My name on her tongue feels so good that I shiver shamelessly. She looks at me with a funny expression, but thankfully doesn’t ask why I’m shivering under the sun. I don’t think I’m able to put into words the things she does to me.
It hasn’t been less than a week since Veda entered my life, but I know I’m beyond fucked.
She can crush me with her hands if she likes; she can do with me whatever she pleases.
It’s too early, so I don’t share all that with her.
My feelings don’t taste good, but I swallow them anyway and bring Veda inside the patch, showing her a few tricks to check if the plants are healthy.
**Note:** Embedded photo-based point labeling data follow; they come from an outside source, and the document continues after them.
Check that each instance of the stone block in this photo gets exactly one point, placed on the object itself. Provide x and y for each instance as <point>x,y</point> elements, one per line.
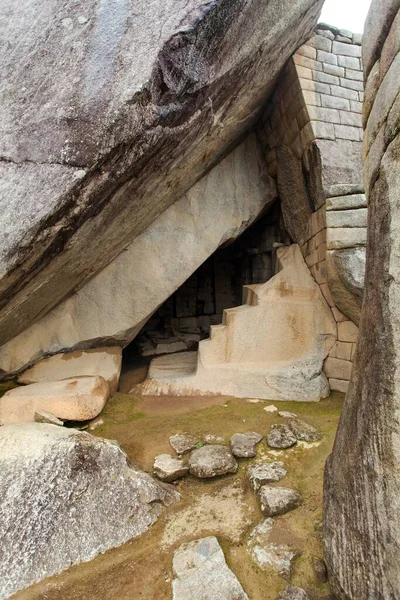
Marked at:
<point>339,385</point>
<point>347,332</point>
<point>341,92</point>
<point>346,132</point>
<point>337,368</point>
<point>335,102</point>
<point>346,49</point>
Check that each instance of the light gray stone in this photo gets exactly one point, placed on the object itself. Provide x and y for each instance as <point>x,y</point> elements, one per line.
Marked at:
<point>278,501</point>
<point>280,436</point>
<point>201,573</point>
<point>168,468</point>
<point>66,497</point>
<point>212,460</point>
<point>267,472</point>
<point>243,445</point>
<point>267,554</point>
<point>303,430</point>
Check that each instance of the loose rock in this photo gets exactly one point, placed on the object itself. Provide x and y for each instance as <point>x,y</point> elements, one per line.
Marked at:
<point>201,573</point>
<point>280,436</point>
<point>262,473</point>
<point>183,442</point>
<point>243,445</point>
<point>210,461</point>
<point>278,501</point>
<point>303,430</point>
<point>168,468</point>
<point>268,555</point>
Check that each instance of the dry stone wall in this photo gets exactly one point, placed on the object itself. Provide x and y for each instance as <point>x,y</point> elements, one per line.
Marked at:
<point>312,135</point>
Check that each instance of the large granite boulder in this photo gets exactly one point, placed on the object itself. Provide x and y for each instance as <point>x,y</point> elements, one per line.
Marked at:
<point>362,477</point>
<point>110,112</point>
<point>65,497</point>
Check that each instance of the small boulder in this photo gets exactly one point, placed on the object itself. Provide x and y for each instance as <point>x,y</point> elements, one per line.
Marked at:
<point>200,572</point>
<point>243,445</point>
<point>210,461</point>
<point>76,399</point>
<point>292,592</point>
<point>303,430</point>
<point>280,436</point>
<point>278,501</point>
<point>168,468</point>
<point>267,554</point>
<point>183,442</point>
<point>262,473</point>
<point>41,416</point>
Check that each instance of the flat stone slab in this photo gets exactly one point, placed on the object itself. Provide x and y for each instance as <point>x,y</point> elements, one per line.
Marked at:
<point>262,473</point>
<point>168,468</point>
<point>267,554</point>
<point>212,460</point>
<point>278,500</point>
<point>243,445</point>
<point>280,436</point>
<point>75,399</point>
<point>201,573</point>
<point>303,430</point>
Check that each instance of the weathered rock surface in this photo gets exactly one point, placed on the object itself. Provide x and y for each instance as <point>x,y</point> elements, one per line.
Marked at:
<point>146,99</point>
<point>77,399</point>
<point>261,473</point>
<point>212,460</point>
<point>105,362</point>
<point>201,573</point>
<point>280,436</point>
<point>243,445</point>
<point>361,495</point>
<point>266,553</point>
<point>278,501</point>
<point>66,497</point>
<point>303,430</point>
<point>183,442</point>
<point>168,468</point>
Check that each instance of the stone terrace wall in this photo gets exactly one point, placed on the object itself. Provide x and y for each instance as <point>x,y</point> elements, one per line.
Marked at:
<point>312,135</point>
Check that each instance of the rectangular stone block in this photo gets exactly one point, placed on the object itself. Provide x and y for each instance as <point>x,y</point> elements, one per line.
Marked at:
<point>346,49</point>
<point>335,102</point>
<point>348,62</point>
<point>338,238</point>
<point>337,90</point>
<point>347,332</point>
<point>346,132</point>
<point>337,368</point>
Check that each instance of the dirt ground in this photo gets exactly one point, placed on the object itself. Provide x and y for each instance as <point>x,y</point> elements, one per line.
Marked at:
<point>225,507</point>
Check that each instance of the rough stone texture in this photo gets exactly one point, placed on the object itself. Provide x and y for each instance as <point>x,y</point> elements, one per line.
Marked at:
<point>201,573</point>
<point>266,553</point>
<point>131,287</point>
<point>105,137</point>
<point>280,436</point>
<point>105,362</point>
<point>303,430</point>
<point>261,473</point>
<point>168,468</point>
<point>361,497</point>
<point>183,442</point>
<point>212,460</point>
<point>257,352</point>
<point>278,500</point>
<point>67,496</point>
<point>243,445</point>
<point>78,399</point>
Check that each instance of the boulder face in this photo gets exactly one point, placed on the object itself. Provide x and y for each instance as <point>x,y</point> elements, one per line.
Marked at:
<point>67,496</point>
<point>98,141</point>
<point>361,498</point>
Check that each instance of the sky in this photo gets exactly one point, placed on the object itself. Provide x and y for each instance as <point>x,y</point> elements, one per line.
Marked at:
<point>346,14</point>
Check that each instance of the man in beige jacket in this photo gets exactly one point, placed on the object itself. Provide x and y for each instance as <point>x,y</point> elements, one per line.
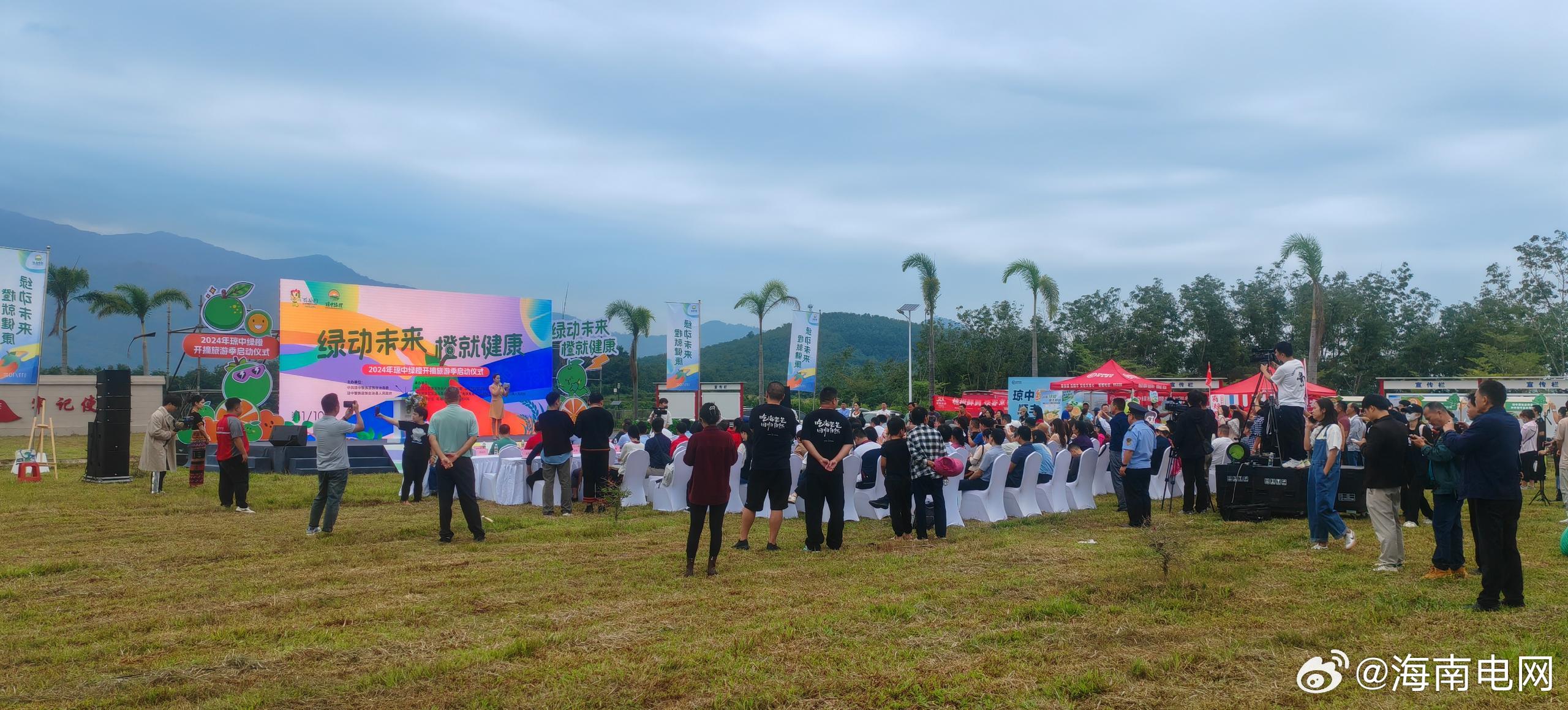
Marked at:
<point>157,445</point>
“Is this all going to a flower shop?” she asks.
I shake my head. “Mostly goes to your grandfather. He needs the fiber from the stalk.”
Veda’s mouth falls open. “He takes them apart?”
Her hands reach for the nearest sunflower, the pad of her fingers brushing over the hairy stalk, frowning as if I just told her that her grandfather likes to kill puppies. It’s a strong reaction from someone who doesn’t seem to care about her own tragedies.
“I wish I could say each flower is going to be admired for what they are, but…”
“Of course, it is he who takes them apart.” True bitterness rings out in her tone for the first time. “Why do people love to destroy beautiful things?”
By people, I know she means him. I can’t give her an answer because I’m starting to wonder the same.